I got the phone call from Frank on a unusually cold Dallas winter day in 2001. He had not been feeling well for quite some time. On and off bouts with the flu, so he thought. After all, He lived in Chicago. Brutal winters. An outdoor job. Like me, Frank was a cocaine addict. My trips to Chicago to visit him always involved tense visits to seedy parts of town to score from his dealer. Hotel rooms and all night cocaine binges were a regular staple. The cocaine money would run out. The weekend would end; I would head back to Dallas and my addict life. He would stay in Chicago in his. Addicts never really think about the lifestyles of other addicts. We count on them being the same. The quest for white powder to drive the masking of pain, guilt, childhood and loss.
My drive was for the acceptance of a thirteen-year-old bullied little boy. To change a horrifying reflection I saw in the mirror. The drive for the elusive feeling of being loved. Frank’s was wrapped around loss. The loss for Frank was profound. The loss of a son. His only son at the time. A tragic July 4th weekend years before. The pain. The guilt. The blame. He would never recover. His marriage would never recover. The descent into addiction. My problems seemed trivial in comparison. Addiction does not distinguish between the trivial and the tragic.
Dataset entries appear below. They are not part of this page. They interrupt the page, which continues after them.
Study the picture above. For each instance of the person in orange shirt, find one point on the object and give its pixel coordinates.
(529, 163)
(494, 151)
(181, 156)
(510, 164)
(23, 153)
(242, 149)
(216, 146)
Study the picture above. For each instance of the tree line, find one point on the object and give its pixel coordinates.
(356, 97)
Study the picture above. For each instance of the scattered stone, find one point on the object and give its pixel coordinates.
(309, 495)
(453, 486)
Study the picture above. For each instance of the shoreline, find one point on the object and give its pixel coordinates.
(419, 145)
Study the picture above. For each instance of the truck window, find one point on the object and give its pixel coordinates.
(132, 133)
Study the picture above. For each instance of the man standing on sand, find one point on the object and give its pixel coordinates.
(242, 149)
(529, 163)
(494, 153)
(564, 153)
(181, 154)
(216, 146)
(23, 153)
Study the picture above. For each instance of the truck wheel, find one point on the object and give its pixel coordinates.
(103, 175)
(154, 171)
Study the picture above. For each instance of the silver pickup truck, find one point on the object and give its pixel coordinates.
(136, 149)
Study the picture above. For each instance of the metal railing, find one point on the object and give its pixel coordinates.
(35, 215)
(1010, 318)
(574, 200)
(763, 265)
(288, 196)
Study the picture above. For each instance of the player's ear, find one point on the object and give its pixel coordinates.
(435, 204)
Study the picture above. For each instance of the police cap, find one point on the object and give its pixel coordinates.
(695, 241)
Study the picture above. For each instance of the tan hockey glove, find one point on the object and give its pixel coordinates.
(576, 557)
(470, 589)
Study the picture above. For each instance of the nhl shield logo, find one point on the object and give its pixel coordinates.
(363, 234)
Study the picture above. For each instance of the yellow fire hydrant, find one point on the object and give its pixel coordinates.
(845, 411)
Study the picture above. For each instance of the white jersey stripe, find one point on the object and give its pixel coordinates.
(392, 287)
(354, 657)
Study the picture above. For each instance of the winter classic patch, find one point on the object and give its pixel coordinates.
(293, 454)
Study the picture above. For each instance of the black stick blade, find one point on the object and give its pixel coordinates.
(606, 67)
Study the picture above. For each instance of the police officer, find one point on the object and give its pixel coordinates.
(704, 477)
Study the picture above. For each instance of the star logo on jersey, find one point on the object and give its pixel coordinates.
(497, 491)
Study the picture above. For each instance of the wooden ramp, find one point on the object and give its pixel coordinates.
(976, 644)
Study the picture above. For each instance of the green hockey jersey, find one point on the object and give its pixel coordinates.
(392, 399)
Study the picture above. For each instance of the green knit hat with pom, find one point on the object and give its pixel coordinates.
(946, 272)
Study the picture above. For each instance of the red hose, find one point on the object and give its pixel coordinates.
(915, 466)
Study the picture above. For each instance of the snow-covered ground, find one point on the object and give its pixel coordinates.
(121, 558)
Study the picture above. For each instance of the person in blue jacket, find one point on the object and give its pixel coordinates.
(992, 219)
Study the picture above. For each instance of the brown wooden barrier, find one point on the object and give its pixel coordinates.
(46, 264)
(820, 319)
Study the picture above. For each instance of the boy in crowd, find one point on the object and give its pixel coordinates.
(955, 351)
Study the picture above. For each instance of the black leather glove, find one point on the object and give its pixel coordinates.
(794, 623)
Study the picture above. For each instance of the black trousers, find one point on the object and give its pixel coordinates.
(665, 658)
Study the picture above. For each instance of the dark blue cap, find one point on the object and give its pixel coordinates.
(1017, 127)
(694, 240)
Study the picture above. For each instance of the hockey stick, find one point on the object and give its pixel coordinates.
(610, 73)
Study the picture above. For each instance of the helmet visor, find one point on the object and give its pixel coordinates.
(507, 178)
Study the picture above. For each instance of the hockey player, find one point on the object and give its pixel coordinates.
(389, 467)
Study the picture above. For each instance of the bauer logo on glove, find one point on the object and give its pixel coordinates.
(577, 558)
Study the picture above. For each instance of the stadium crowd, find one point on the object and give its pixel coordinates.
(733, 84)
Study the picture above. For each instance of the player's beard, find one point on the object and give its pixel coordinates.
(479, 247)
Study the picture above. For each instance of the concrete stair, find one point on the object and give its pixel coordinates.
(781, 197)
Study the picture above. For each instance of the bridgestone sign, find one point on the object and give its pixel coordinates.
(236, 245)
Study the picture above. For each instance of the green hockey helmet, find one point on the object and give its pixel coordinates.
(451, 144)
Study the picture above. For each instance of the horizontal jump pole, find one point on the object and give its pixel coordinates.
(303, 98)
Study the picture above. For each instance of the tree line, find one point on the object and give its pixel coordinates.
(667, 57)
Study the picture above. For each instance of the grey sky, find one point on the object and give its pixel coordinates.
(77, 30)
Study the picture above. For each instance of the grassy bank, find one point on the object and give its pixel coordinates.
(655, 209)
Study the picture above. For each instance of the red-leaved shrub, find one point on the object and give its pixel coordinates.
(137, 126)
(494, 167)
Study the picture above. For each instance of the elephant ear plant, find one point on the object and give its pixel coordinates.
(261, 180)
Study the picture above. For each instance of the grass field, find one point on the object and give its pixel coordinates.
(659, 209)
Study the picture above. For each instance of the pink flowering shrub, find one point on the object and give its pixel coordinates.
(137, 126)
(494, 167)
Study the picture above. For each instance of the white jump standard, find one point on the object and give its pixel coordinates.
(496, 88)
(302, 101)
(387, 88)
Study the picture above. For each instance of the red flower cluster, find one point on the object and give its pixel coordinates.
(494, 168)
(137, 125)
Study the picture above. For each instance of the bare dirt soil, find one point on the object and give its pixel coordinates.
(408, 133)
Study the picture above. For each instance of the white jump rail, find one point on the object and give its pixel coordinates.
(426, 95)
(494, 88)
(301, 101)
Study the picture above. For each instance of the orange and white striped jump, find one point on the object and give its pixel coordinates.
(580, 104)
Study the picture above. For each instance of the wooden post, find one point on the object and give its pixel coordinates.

I picked up the phone that winter day in 2001. The news on the other end was tragic. His words ingrained on my brain to this day. “Brian, I have stage four colon cancer”. I am going to die”. I had known Frank had not been feeling well but we went fairly long periods without talking to each other. Busy in our lives. Busy in our addiction. Too busy to be that one person who is told all. The person who can help. Until that moment that hopefully moves us into recovery, no addict wants to help. We want enablement. I wanted to make those trips to the seedy areas when I visited Frank. Our only talk about life’s problems came during the inhibition released cocaine binges. Binges that would begin to mask the changes his body was going through and tell his brain that it was simply the hangover, the all nighter, the drinking. He would ultimately recover. Nothing permanent. One day his urine changed color. That was not the cocaine.
A long silence on the phone as I processed what Frank just told me. Going through the stages of denial and grief within a split second. If I couched the response properly I would hear something different.
“Clam Down Frank, tell me what’s going on” Are you sure? He was sure.
December 13, 2004. A trip to Chicago. Brutal Cold. Snow. One last time. We would see the Dallas Mavericks play the Chicago Bulls with his other son and another good friend. There was no venture into the seedy to obtain drugs. We were still addicts. I knew Frank was still using despite undergoing chemo and experimental treatments. Frank had to wear extra heaving clothing to compensate for the chilling effect of chemotherapy and experimental treatment. The cancer was spreading. He had given up hope. A new son did not ease the pain. A marriage that had failed in the midst of guilt and blame amidst the loss of the first. Talk became useless. We never spoke of hope. We would no longer speak of our demons that drove us to the crack house underbelly of Chicago. He was still making them. Addiction became all he had left.
November 15th 2014. Free of the drug demons and cocaine binges for almost eight years. Dreaming. I am thirteen years old in the house I grew up in. Searching for the cold blue lock box my father often kept money and coins from his trips abroad. As a child, I loved to explore it and steal mementos of his trips to foreign lands so mysterious to me. I would look up the counties in the bound volumes of Britannica Encyclopedia that was a staple in so many baby-boomer homes. I think he purposely left it unlocked to allow me to begin my exploration of other cultures. Once again it was unlocked. This time there were photos. Photos of Frank and myself. In my dream, I began to cry uncontrollable heart retching sobs of a little boy mourning. Mourning a loss that had not yet occurred. I awake from my dream in the middle of the sobbing.
Frank Passed away from colon cancer on June 5, 2005. He was 46 years year old. In his life, he was a father. A husband. A provider. A friend. An addict. I miss him.